Wednesday, June 30, 2010

A Matter of Taste

Interesting article in yesterday's WSJ on how dames may be better beer tasters:

"We have found that females often are more sensitive about the levels of flavor in beer," says Barry Axcell, SABMiller's chief brewer. Women trained as tasters outshine their male counterparts, he says.

Makes sense to me. Most women have a keener sense of smell than men and seem better at picking up on subtle flavors in food and drink too. Of course in our eternally-PC world, some refuse to recognize what's right in front of their noses:

Other brewers are reluctant to say whether women make better tasters. Carlsberg A/S, the Danish brewer, says a test of its tasting panelists this year showed its women outperforming the men. This "surprised us," says David Burgess, group quality director. Nonetheless, he says, "our view is there is no difference between men and women."

And that corporate "view" will not change no matter how much evidence is compiled to refute it.
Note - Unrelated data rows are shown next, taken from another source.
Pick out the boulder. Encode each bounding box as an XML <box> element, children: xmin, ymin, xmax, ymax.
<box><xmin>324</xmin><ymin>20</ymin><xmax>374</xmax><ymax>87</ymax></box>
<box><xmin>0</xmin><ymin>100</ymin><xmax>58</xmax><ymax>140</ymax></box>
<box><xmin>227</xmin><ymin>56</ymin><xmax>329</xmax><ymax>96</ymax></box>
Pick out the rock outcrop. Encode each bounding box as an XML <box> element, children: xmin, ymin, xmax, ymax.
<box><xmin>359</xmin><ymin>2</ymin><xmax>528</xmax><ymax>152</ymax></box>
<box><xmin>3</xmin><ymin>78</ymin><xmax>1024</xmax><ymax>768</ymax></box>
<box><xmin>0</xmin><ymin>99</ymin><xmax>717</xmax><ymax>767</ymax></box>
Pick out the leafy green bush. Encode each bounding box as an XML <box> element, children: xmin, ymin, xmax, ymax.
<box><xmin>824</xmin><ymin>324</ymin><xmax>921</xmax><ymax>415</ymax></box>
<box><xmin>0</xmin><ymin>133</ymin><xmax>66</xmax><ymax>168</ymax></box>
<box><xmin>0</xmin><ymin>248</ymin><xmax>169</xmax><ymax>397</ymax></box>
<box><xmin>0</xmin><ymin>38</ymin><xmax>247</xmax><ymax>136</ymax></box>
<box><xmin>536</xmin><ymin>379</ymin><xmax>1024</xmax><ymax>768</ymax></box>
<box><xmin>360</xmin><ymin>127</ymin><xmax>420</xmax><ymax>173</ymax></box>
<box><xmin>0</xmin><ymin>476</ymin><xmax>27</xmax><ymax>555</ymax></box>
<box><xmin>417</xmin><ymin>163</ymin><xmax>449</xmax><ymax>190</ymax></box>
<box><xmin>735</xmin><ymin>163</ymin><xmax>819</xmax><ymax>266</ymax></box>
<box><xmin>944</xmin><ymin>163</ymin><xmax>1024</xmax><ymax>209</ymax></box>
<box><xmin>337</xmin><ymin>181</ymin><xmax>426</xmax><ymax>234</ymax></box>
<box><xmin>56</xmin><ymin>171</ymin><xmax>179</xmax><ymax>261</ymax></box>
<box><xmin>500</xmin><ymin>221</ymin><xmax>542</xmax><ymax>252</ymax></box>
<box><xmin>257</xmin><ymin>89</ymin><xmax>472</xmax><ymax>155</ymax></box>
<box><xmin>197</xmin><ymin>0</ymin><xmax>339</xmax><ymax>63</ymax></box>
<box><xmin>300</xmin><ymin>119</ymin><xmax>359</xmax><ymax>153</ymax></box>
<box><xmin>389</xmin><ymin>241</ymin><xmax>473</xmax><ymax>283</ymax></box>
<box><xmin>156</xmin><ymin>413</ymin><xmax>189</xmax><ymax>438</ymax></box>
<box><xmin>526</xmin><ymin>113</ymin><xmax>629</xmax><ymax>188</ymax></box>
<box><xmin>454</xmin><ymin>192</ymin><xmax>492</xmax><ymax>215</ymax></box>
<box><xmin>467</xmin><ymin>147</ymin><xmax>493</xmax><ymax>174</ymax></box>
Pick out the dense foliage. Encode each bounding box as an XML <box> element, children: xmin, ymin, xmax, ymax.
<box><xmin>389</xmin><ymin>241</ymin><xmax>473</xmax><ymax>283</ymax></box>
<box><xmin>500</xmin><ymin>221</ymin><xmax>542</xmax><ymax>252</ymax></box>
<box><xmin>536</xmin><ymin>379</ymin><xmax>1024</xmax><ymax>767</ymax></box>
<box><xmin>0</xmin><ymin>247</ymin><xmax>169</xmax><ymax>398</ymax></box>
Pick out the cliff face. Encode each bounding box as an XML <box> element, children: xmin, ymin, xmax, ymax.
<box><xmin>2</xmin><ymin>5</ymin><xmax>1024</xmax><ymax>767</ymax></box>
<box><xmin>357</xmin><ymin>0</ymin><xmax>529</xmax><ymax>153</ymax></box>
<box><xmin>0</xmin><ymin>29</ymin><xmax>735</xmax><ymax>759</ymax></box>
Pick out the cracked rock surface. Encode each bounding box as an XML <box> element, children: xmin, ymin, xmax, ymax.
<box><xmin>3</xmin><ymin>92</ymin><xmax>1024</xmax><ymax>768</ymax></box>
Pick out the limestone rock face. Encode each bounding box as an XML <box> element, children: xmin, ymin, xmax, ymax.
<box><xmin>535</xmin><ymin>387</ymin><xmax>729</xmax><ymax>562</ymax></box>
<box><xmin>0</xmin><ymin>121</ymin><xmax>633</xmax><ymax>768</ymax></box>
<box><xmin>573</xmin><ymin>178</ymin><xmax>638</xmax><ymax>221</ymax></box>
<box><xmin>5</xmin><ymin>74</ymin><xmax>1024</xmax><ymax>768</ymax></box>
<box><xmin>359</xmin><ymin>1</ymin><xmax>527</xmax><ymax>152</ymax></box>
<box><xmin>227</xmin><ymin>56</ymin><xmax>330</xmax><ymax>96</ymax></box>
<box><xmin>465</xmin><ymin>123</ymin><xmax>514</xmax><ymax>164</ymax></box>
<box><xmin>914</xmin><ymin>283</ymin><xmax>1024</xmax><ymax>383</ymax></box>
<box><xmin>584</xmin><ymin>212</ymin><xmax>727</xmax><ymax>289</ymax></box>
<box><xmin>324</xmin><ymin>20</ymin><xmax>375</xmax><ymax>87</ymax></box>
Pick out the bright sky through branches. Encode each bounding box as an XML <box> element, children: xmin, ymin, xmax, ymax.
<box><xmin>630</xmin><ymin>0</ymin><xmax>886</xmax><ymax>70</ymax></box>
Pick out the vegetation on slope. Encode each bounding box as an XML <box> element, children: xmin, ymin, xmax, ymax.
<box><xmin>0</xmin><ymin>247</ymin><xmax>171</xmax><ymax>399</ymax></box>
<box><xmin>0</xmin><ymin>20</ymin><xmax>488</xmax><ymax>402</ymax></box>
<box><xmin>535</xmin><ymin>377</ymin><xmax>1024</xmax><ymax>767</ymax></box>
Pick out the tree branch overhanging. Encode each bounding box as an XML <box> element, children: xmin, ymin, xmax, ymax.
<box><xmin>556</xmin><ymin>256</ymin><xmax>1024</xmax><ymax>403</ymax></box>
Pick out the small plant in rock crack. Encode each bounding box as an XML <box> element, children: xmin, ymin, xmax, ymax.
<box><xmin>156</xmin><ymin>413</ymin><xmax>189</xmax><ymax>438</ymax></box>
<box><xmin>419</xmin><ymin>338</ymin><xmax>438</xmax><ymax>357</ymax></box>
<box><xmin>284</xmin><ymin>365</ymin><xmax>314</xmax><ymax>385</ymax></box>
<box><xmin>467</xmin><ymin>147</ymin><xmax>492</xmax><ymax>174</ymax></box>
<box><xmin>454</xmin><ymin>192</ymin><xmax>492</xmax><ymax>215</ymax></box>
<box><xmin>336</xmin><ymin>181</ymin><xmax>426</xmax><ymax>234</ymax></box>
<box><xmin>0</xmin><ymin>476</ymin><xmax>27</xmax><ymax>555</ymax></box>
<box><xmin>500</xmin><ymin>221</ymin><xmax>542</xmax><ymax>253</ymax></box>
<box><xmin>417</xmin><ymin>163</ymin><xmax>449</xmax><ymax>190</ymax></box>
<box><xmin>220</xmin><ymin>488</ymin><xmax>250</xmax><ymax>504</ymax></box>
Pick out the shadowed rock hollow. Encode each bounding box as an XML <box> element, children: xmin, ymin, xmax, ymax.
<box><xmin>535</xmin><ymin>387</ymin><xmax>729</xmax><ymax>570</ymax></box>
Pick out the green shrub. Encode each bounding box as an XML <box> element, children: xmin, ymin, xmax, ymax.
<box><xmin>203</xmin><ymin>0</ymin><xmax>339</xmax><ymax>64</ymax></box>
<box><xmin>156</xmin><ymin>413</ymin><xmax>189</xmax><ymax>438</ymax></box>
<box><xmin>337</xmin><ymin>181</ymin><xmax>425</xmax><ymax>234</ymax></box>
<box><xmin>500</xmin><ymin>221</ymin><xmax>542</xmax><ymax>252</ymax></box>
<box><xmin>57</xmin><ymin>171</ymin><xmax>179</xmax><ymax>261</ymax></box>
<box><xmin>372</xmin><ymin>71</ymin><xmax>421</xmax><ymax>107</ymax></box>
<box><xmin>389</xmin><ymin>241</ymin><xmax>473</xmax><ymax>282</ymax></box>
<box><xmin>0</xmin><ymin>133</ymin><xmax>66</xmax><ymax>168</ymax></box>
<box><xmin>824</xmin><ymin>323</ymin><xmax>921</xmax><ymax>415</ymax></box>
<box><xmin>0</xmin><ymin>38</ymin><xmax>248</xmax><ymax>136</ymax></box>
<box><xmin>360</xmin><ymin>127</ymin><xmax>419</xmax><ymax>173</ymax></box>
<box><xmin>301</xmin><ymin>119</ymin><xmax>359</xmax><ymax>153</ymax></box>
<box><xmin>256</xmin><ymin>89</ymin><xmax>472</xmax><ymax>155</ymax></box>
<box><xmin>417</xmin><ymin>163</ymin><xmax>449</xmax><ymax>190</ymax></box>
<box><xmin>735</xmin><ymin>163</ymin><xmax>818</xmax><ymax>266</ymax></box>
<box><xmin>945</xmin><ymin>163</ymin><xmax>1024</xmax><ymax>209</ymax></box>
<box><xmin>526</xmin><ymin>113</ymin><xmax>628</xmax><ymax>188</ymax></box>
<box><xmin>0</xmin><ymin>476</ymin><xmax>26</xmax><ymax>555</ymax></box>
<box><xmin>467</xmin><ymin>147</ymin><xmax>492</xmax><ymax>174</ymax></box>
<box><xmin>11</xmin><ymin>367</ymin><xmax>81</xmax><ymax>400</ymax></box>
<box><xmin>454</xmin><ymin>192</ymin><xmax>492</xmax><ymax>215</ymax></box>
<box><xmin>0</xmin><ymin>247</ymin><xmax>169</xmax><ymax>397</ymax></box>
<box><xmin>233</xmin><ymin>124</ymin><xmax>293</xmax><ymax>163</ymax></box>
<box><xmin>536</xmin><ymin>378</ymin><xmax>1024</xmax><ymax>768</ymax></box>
That belief that there are no differences between the sexes is dogma which cannot be questioned or challenged.

The ridiculous lengths that reporters will go to find an opposing view in order to manufacture conflict in a story are on full display here:

Some male beer drinkers doubt that women are better, too. "It doesn't seem credible," said Carlos Lopez, 22, while sipping a glass of Leinenkugel's Summer Shandy one recent afternoon at Stocks and Blondes, a Chicago bar.

And hey, no one can question the credibility of a barely legal Chicago a-hole spouting off in a bar.